Un légume ancien « toxique »
Les gesses sont l’un des plus anciens légumes secs consommés par les humains. La plante entière a été également utilisée comme fourrage. La domestication aurait eu lieu en Anatolie. Bien que parler de domestication soit abusif, la plante cultivée est proche ou identique à la plante sauvage. La culture en est facile, cette légumineuse est peu exigeante sur la nature du sol, elle a de faibles besoins en eau et en fertilité. Comme le sarrasin, elle est donc de tous temps attachée à la pauvreté et n’a pas fait l’objet d’amélioration. C’est certainement pour cette raison qu’elle convient bien comme couvert aujourd’hui où elle donne généralement de bons résultats. En revanche, elle est riche en protéines, acides gras insaturés et en antioxydants. Elle se consomme verte, comme un petit pois ou bien sèche, en farine, sous forme de purée.
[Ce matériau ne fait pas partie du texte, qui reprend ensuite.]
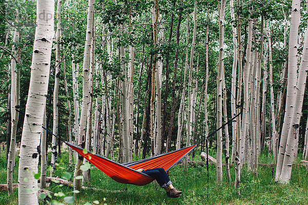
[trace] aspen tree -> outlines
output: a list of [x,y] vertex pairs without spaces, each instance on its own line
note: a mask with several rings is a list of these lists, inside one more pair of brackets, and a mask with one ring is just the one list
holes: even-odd
[[184,69],[184,81],[183,83],[183,89],[182,90],[182,95],[181,98],[181,102],[180,104],[180,109],[179,109],[179,115],[178,116],[178,136],[177,137],[177,150],[181,148],[181,139],[182,136],[182,129],[183,125],[182,121],[184,118],[183,116],[183,111],[185,110],[185,98],[186,95],[186,74],[187,72],[188,62],[188,32],[189,27],[188,14],[186,13],[186,45],[187,45],[185,49],[185,66]]
[[[239,7],[241,4],[241,0],[237,0],[237,6]],[[237,95],[237,105],[241,105],[241,95],[242,92],[242,43],[241,41],[241,20],[240,18],[240,13],[238,12],[237,14],[237,37],[238,37],[238,92]],[[237,107],[236,109],[237,114],[239,114],[240,112],[240,108]],[[242,143],[241,133],[241,119],[239,116],[237,121],[237,137],[236,137],[236,152],[235,154],[235,183],[234,187],[235,189],[238,189],[240,187],[241,181],[241,147]]]
[[306,152],[305,153],[304,159],[305,160],[308,159],[308,150],[307,146],[308,145],[308,119],[307,119],[307,124],[306,124],[306,132],[305,133],[305,143],[306,144]]
[[[217,112],[216,128],[218,129],[222,126],[222,81],[224,72],[223,58],[224,58],[224,15],[225,8],[225,2],[221,0],[220,4],[220,13],[219,14],[219,56],[218,58],[218,71],[217,79]],[[221,129],[217,132],[217,183],[221,183],[222,182],[222,131]]]
[[[191,83],[192,80],[192,66],[194,65],[194,49],[196,43],[196,35],[197,31],[197,1],[195,1],[194,8],[194,34],[192,35],[192,42],[190,49],[190,60],[189,61],[189,72],[188,74],[188,107],[187,115],[187,135],[186,139],[186,147],[190,145],[191,139],[191,130],[192,127],[192,92],[191,89]],[[185,159],[185,167],[187,168],[188,157],[187,156]]]
[[[82,104],[80,121],[79,122],[79,133],[78,134],[78,147],[84,148],[85,137],[86,135],[86,124],[87,114],[89,103],[89,66],[90,56],[91,54],[91,45],[92,43],[93,22],[94,18],[94,1],[89,0],[88,2],[88,14],[87,15],[87,28],[86,39],[85,42],[85,51],[83,64],[82,79]],[[74,190],[80,191],[81,188],[80,179],[76,179],[80,176],[81,170],[80,166],[83,163],[83,157],[78,155],[77,157],[75,171],[74,172]]]
[[[244,66],[244,106],[243,108],[243,115],[242,119],[242,142],[241,142],[241,159],[243,161],[244,157],[245,156],[244,151],[245,149],[245,138],[246,135],[246,131],[247,130],[246,128],[248,125],[248,109],[249,105],[249,85],[251,80],[251,73],[253,68],[253,63],[251,59],[252,55],[252,39],[253,39],[253,27],[254,27],[254,22],[249,16],[248,17],[248,39],[247,40],[247,50],[245,57],[245,63]],[[243,165],[242,165],[242,166]]]
[[279,180],[280,182],[283,183],[288,183],[291,179],[292,163],[297,153],[297,149],[295,149],[295,147],[299,137],[299,122],[302,113],[307,72],[308,72],[308,29],[306,29],[305,42],[297,77],[294,111],[288,130],[286,147],[283,157],[283,163]]
[[268,42],[268,54],[269,54],[269,64],[270,64],[270,86],[271,89],[271,116],[272,116],[272,146],[274,158],[275,161],[277,159],[277,149],[278,149],[278,137],[276,132],[276,122],[275,118],[275,108],[274,103],[274,89],[273,88],[273,60],[272,58],[272,37],[271,31],[270,30],[270,23],[268,20],[266,22],[266,27],[267,30],[267,40]]
[[[48,87],[53,30],[54,2],[38,0],[31,76],[25,112],[18,168],[18,203],[37,204],[39,148]],[[44,17],[41,17],[44,16]],[[29,154],[29,153],[30,154]]]
[[291,6],[291,18],[290,21],[290,40],[288,44],[287,97],[285,102],[285,111],[283,125],[280,137],[279,150],[277,156],[275,177],[276,181],[280,180],[284,161],[283,158],[285,154],[285,151],[288,130],[290,129],[292,115],[294,112],[297,73],[297,60],[296,58],[296,54],[297,54],[297,37],[300,16],[300,2],[299,0],[293,0]]
[[[17,29],[14,32],[13,42],[16,43],[18,42],[19,32]],[[17,125],[19,118],[19,112],[15,109],[19,110],[20,107],[20,69],[16,67],[16,60],[15,59],[20,58],[20,54],[16,54],[17,52],[15,47],[13,48],[14,52],[14,58],[11,60],[11,136],[10,142],[10,149],[8,155],[7,164],[7,183],[8,192],[9,196],[13,195],[13,171],[15,165],[15,152],[16,150],[16,132],[17,131]],[[20,50],[19,51],[20,53]],[[15,59],[14,59],[15,58]]]
[[[66,64],[65,59],[63,59],[63,77],[64,77],[64,85],[65,88],[65,94],[66,94],[67,101],[67,109],[68,109],[68,120],[67,121],[67,130],[68,133],[68,142],[72,143],[72,133],[71,133],[71,120],[72,120],[72,111],[71,109],[70,101],[68,98],[68,88],[67,87],[67,80],[66,79]],[[70,164],[72,163],[72,149],[68,147],[68,162]]]
[[[131,33],[131,7],[130,9],[129,12],[129,19],[128,25],[130,27],[129,32],[129,34]],[[129,161],[131,161],[131,158],[132,141],[133,136],[133,73],[134,71],[134,47],[133,45],[130,45],[129,47],[129,56],[130,61],[128,65],[128,122],[129,127]]]
[[[124,3],[122,7],[124,7]],[[125,32],[125,23],[124,22],[120,26],[120,32],[123,35]],[[122,39],[123,40],[123,39]],[[126,62],[125,60],[125,48],[124,44],[121,44],[120,47],[120,56],[122,74],[124,76],[122,82],[122,121],[123,125],[123,143],[124,162],[128,162],[129,161],[129,136],[128,136],[128,99],[127,99],[127,79],[126,71]]]
[[[226,89],[226,85],[225,82],[225,74],[224,69],[224,72],[222,73],[222,90],[223,90],[223,96],[222,99],[223,100],[223,116],[224,121],[225,123],[228,121],[228,115],[227,114],[227,91]],[[226,172],[227,173],[227,179],[228,182],[231,182],[231,175],[230,174],[230,165],[229,164],[229,131],[228,126],[225,126],[224,128],[225,135],[226,138],[226,147],[225,150],[225,162],[226,166]]]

La gesse contient par contre un neurotoxique, le βODAP, acide aminé β-N-oxalyle-L-alpha β-diaminopropionique qui provoque une paralysie douloureuse et irréversible des jambes accompagnée de tremblements, d’incontinence que l’on nomme le lathyrisme. Les symptômes apparaissent environ 3 mois après le début d’une forte consommation (plus de 30 % de l’alimentation), le diagnostic est délicat, l’apparition pouvant être lente et évoquer la sclérose en plaques. Le lathyrisme est une pathologie étroitement liée à la pauvreté dans les zones rurales ; de fait la consommation de gesse était généralement réservée aux populations pauvres. A ce titre, les autorités sanitaires espagnoles ont même été jusqu’à en interdire la récolte et la consommation en 1944 ce qui a amplifié sa mauvaise réputation et les réticences des jardiniers. Elle est à nouveau autorisée depuis 2011 comme aliment traditionnel consommé épisodiquement et sous réserve que les gesses ne contiennent pas plus de 0,15 % de βODAP. Un niveau qui peut être encore plus réduit par le trempage et la cuisson dans l’eau bouillante.